16 In 1992, the electorate adopted a term- limit initiative. The initiative limited terms of public office by prohibiting incumbents (Florida representatives, Florida senators, Florida Lieutenant Governors, any office of the Cabinet, U.S. Representatives or U.S. Senators from Florida) who have held the same elective office for the preceding eight years from appearing on the ballot for reelection to that office. The initiative was adopted by a margin of 3,625,500 to 1,097,127.
17 In November 1996, Daniel Webster, Republican, was elected speaker of the Florida House of Representatives.
18 In November 1996, Toni Jennings, Republican, was elected president of the Florida Senate.
19 In November 1994, Lawton Chiles, Democrat, was reelected Governor of the State of Florida.
20 The commission met in late-September 1977 to adopt its permanent rules and to examine many issues presented by the public. The rules were patterned after the 1968 revision commission’s rules and the rules of the Florida Senate and Florida House of Representatives. The rules, however, contained a controversial proposal that required a two-thirds vote for a proposal to be placed on the ballot. Proponents of the two-thirds measure reasoned that because legislatively created constitutional proposals required a super-majority vote, proposals coming from the revision commission should also require a super-majority vote. Opponents countered that the super-majority rule would frustrate the will of the people and would remove control from the majority and give it to the minority. The super-majority rule was defeated and therefore proposals required a simple majority for passage.
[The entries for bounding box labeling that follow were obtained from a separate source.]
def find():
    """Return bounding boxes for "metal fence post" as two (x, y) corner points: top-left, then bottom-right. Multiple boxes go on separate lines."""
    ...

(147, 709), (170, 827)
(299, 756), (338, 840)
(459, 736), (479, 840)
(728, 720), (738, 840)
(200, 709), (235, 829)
Stephen J. Uhlfelder is the executive partner for the law firm of Holland & Knight, P.A., in Tallahassee, with a primary practice in administrative and governmental law. He is a member of the Board of Regents and served on the Taxation and Budget Reform Commission and as the executive director of the 1977-78 Constitution Revision Commission. Mr. Uhlfelder received his J.D. from the University of Florida, where he was a member of the Florida Blue Key and president of the student body.
William A. Buzzett is the executive director of the Constitution Revision Commission Steering Committee. He received his J.D. from Florida State University and is a member of The Florida Bar.